Wie oben beschrieben beobachtet man bei nahezu allen Galaxien eine Rotverschiebung. Aber warum nicht bei allen? Galaxien schliessen sich über begrenzte Entfernungen infolge ihrer gegenseitigen Masseanziehung (Gravitation) zu Gruppen und Haufen zusammen. So bildet unsere Milchstraße mit der Andromedagalaxie (M31) und anderen Nebeln die “lokale Gruppe”. Gruppenmitglieder nähern sich dabei desöfteren sogar einander an. Deshalb beobachtet man unter den näheren Galaxien auch immer wieder einmal eine Blauverschiebung im Spektrum. Im größeren Maßstab betrachtet, entfernen sich jedoch alle Galaxien voneinander und man misst regelmäßig eine Rotverschiebung.

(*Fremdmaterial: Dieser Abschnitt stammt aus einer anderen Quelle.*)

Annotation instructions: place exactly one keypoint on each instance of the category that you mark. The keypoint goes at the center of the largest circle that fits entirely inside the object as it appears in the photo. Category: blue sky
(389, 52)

Große Unsicherheiten gab es aber bei der Entfernungsbestimmung der Galaxien. Bei weiter entfernten Galaxien waren die Cepheiden nicht mehr auszumachen und Hubble musste auf andere, höchst unsichere Methoden ausweichen. So gab es beispielsweise die Möglichkeit die scheinbare Helligkeiten von Gaswolken oder Sternexplosionen (Novae und Supernovae) in weit entfernten Galaxien mit der Helligkeit ähnlicher Erscheinungen in näheren Galaxien zu vergleichen, deren Entfernung man bereits kannte. Bei weit entfernten Galaxienhaufen machte sich Hubble die Tatsache zu Nutze, daß es dort immer eine besonders massereiche elliptische Galaxie im Zentrum gab. Hubble ging davon aus, daß sie eine Obergrenze für die mögliche Masse von Galaxien darstellten, also die maximal mögliche Galaxienhelligkeit besaßen. Unter dieser Annahme ließen sie sich als Standardkerzen für die Entfernungsbestimmung nutzen.

Trotz all dieser Unsicherheiten, an der von Hubble entdeckten Expansion des Universums war kaum zu zweifeln.

Das Universum erschien nun erstmals nicht mehr statisch und zeitlos, sondern es war dynamisch, es hatte eine Geschichte und veränderte sich dabei. Rechnete man die Expansion des Universums rückwärts in die Vergangenheit, so schrumpfte es immer mehr zusammen bis irgendwann einmal Raum und Materie in einem Punkt vereint waren. Das Universum musste also einen Anfang haben. Diese Überlegungen führten dann direkt zur Theorie vom Urknall.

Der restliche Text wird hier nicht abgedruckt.